Summary
PepsiCo, Inc. reported solid financial results for the first half of 2008, showcasing robust revenue and profit growth. For the 24 weeks ended June 14, 2008, net revenue increased by 14% to $19.3 billion, and operating profit grew by 11% to $3.7 billion. This growth was driven by a combination of volume increases across most divisions, effective net pricing strategies, and favorable foreign currency translation, which contributed significantly to international segment performance. While the company demonstrated strong operational performance, investors should note increased net interest expense due to higher average debt balances and strategic share repurchases totaling $2.9 billion in the first half of the year, alongside a $1.2 billion dividend payout. The company also announced an increase in its quarterly dividend and plans to repurchase at least $5.3 billion of its shares in 2008, underscoring its commitment to returning capital to shareholders. Management is actively hedging against commodity cost fluctuations, mitigating some of the impact of rising raw material and energy costs.
Key Highlights
- 1Net revenue increased by 14% to $19.3 billion for the 24 weeks ended June 14, 2008, compared to $16.96 billion in the prior year.
- 2Operating profit rose by 11% to $3.74 billion for the 24 weeks ended June 14, 2008, compared to $3.38 billion in the prior year.

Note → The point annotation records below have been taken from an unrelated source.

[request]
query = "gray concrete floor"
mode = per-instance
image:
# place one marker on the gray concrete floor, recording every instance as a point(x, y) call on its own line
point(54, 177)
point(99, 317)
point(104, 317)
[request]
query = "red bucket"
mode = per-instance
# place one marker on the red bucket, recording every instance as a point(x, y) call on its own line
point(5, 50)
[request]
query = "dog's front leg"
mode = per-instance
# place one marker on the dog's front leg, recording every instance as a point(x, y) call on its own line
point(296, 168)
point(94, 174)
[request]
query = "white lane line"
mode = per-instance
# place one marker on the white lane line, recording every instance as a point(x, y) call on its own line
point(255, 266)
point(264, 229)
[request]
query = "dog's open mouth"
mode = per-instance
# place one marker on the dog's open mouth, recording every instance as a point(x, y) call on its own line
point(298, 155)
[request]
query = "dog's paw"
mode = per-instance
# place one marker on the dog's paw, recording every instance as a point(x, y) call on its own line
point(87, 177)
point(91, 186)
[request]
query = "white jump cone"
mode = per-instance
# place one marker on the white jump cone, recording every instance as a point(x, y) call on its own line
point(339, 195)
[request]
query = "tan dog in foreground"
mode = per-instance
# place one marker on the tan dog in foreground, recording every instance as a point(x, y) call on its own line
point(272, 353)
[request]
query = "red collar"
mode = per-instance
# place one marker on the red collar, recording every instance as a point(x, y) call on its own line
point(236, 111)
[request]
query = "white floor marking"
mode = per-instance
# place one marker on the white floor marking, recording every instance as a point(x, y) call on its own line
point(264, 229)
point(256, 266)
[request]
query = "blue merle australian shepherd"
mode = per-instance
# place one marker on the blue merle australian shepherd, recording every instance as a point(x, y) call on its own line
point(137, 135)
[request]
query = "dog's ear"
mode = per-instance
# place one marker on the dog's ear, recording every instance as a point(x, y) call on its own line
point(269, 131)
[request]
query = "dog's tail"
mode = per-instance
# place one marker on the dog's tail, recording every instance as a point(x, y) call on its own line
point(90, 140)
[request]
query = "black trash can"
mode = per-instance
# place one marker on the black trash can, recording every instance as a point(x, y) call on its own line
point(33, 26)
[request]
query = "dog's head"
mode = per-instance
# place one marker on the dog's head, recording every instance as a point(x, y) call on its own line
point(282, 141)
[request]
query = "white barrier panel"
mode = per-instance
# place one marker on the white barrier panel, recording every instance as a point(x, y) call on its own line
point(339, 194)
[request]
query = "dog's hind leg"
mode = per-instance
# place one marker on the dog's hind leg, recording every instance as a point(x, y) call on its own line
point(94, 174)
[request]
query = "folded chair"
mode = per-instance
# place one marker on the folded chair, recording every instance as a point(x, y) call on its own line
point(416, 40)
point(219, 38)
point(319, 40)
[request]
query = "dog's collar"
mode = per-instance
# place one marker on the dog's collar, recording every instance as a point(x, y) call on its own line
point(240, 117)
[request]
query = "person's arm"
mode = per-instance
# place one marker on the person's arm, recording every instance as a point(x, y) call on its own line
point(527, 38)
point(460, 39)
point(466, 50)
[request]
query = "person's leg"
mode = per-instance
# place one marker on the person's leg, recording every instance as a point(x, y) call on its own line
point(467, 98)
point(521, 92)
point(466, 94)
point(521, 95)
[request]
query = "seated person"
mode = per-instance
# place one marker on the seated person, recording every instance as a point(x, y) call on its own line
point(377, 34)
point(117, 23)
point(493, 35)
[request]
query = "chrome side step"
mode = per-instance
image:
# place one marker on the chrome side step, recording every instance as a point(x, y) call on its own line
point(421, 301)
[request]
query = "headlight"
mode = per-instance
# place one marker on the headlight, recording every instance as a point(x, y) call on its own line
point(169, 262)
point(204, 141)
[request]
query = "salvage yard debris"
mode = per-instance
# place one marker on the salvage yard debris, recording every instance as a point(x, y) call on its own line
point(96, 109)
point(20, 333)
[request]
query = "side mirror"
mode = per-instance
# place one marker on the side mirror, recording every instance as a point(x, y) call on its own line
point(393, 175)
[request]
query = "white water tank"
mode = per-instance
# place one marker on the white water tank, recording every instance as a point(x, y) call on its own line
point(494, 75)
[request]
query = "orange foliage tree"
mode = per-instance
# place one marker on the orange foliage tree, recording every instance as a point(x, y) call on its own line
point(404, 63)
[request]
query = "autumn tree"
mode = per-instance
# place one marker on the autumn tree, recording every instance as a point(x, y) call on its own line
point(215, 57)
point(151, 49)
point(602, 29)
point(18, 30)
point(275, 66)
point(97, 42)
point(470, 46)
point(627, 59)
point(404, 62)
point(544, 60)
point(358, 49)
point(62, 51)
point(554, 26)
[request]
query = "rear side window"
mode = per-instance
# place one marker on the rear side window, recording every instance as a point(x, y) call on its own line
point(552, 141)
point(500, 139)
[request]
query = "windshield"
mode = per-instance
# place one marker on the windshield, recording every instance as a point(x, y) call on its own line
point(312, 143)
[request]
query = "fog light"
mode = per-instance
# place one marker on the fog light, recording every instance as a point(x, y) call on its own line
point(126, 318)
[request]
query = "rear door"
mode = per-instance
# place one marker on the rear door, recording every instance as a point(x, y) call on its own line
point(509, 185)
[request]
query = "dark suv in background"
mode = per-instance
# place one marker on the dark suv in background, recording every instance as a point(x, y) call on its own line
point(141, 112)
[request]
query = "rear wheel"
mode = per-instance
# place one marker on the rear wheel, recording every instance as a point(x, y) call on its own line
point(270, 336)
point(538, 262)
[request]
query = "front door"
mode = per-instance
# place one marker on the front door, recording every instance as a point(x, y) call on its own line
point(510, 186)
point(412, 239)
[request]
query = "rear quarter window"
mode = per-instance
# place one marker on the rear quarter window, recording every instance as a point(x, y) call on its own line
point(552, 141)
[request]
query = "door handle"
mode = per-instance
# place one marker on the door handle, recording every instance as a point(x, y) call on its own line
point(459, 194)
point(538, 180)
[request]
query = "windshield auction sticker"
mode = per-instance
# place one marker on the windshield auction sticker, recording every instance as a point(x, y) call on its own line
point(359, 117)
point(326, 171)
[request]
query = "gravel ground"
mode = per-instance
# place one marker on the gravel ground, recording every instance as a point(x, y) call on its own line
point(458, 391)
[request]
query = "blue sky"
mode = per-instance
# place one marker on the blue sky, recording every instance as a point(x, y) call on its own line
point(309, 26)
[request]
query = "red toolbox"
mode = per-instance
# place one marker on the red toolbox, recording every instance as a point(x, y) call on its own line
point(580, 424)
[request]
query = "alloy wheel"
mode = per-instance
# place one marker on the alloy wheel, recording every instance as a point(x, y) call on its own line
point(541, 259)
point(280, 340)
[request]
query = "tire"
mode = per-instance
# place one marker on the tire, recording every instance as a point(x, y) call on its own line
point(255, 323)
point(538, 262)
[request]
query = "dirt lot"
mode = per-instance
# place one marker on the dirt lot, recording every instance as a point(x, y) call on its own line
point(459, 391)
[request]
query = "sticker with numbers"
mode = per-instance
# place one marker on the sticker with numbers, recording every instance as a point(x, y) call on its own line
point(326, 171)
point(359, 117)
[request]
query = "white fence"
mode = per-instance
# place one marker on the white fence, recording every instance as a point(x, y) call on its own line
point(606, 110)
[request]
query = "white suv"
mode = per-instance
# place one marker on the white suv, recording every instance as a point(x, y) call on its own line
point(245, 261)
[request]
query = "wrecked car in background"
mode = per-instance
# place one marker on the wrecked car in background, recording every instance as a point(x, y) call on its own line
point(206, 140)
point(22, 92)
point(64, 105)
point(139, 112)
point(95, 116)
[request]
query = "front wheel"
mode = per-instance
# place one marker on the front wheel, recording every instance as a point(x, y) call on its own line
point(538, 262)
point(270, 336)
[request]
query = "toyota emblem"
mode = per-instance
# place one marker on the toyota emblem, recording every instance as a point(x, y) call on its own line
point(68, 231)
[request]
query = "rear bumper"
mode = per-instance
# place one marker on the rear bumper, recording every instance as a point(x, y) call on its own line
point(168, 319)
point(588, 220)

- 3Diluted earnings per share increased by 10% to $1.76 for the 24 weeks ended June 14, 2008, compared to $1.59 in the prior year.
- 4Strong volume growth was observed across many divisions, particularly in Latin America Foods (LAF) and Middle East, Africa & Asia (MEAA), with overall servings increasing by 4.5% for the 24-week period.
- 5The company returned significant capital to shareholders through $2.9 billion in share repurchases and $1.2 billion in dividend payments during the first 24 weeks of 2008.
- 6Favorable foreign currency movements provided a notable boost to international segment revenues and operating profits.
- 7The company actively managed commodity price risks through additional derivative contracts to hedge against fluctuations in raw material and energy costs.